Localized corrosion risk: In deep-sea environments, steel pipes are prone to localized corrosion, such as pitting corrosion, crevice corrosion, and stress corrosion cracking (SCC). Pitting corrosion is a small hole like corrosion formed by the destruction of the passivation film in a local area of the metal surface; Gap corrosion occurs at the connection or surface of steel pipes where there are deposits; Stress corrosion cracking is a crack that occurs under the combined action of tensile stress and corrosive media. Considering the risk of localized corrosion, increasing wall thickness can prolong the safe use time of steel pipes after localized corrosion occurs.

3. Factors affecting the medium of pipeline transportation

Medium pressure: If LSAW steel pipes are used to transport high-pressure media (such as high-pressure oil and gas in subsea oil and gas fields), in addition to considering external water pressure, the effect of internal medium pressure on the pipe wall also needs to be considered. The combined effect of internal medium pressure and external water pressure may cause significant stress on the pipe wall. In this case, it is necessary to choose the appropriate wall thickness according to the magnitude of the internal medium pressure to ensure that the steel pipe can withstand this internal and external pressure difference.

Corrosivity of the medium: The corrosiveness of the transport medium itself is also a factor that needs to be considered. For example, when transporting oil and gas containing acidic components such as carbon dioxide, hydrogen sulfide, etc., these acidic components may react chemically with the inner wall of the steel pipe, leading to corrosion. If the medium is highly corrosive, increasing the wall thickness appropriately can enhance the corrosion resistance of the steel pipe and extend its service life.

4. Installation and construction factors

Installation methods and equipment limitations: The installation methods of steel pipes in deep-sea environments mainly include laying by pipeline laying ships and installation by underwater robots.
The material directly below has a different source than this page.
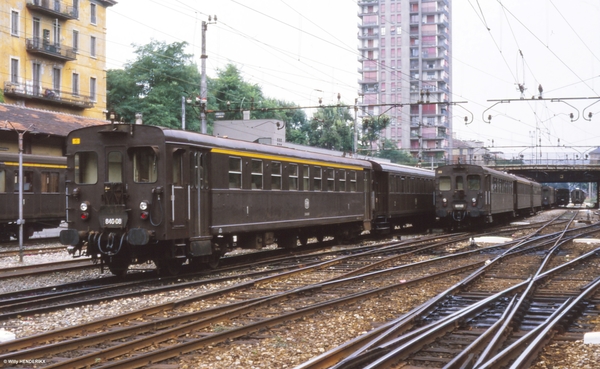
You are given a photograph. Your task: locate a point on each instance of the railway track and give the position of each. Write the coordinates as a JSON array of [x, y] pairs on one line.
[[240, 311]]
Different installation methods have different requirements for the weight and size of steel pipes. If the load-bearing capacity of the installation equipment is limited, too thick steel pipes may not be able to be installed smoothly. Therefore, when choosing wall thickness, it is necessary to consider the installation method and the load-bearing capacity of existing installation equipment.

Construction difficulty and cost: Thicker steel pipe walls will increase the weight of the steel pipes, which will increase the difficulty and cost during transportation and installation. For example, in the process of laying deep-sea pipelines, large crane ships and professional laying equipment are required to lift and install heavier steel pipes. Meanwhile, the welding difficulty of thick walled steel pipes is relatively high, requiring higher welding techniques and more welding passes, which will also increase construction costs. Therefore, it is necessary to comprehensively consider the construction difficulty and cost to select the appropriate wall thickness while ensuring that the performance of the steel pipe meets the requirements of deep-sea environment.
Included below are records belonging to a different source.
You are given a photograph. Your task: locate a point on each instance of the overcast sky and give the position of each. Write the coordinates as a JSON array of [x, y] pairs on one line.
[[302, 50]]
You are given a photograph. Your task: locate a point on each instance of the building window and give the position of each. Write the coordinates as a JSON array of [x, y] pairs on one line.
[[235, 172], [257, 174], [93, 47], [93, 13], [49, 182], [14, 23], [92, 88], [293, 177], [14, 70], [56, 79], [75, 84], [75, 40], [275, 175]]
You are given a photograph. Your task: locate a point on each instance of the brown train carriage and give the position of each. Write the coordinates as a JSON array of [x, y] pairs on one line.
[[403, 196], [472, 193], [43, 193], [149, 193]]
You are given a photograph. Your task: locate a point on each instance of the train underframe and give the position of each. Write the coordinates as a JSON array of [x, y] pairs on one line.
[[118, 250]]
5. Marine Geology and Environmental Factors

Submarine geological activity: If the underwater geological activity in the steel pipe laying area is frequent (such as earthquakes, volcanic activity, submarine landslides, etc.), the steel pipe may be subjected to significant external forces. In this case, increasing the wall thickness appropriately can improve the impact resistance and deformation resistance of the steel pipe, and reduce the risk of damage caused by geological activities.
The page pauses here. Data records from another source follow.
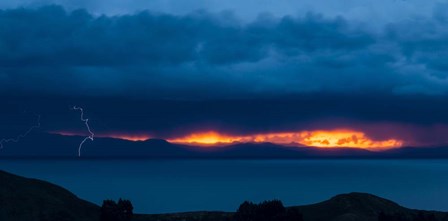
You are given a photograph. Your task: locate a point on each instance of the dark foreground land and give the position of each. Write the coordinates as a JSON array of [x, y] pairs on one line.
[[23, 199]]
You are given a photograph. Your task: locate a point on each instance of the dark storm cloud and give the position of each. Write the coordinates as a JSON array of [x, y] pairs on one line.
[[167, 75], [201, 55]]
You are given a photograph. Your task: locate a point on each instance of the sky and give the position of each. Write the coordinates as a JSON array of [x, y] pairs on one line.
[[171, 69]]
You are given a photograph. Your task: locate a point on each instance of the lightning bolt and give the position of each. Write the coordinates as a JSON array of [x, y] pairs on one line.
[[86, 122], [20, 136]]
Marine organisms and water erosion: The attachment of marine organisms may alter the surface condition of steel pipes, increase the risk of local corrosion, and may also affect the weight and stability of steel pipes. In addition, strong water flow erosion may cause wear and vibration on steel pipes, increasing the risk of fatigue failure. Considering these factors, when selecting wall thickness, it is necessary to comprehensively evaluate the impact of marine organisms and water flow erosion, and appropriately increase the wall thickness to improve the anti erosion and anti fatigue ability of steel pipes.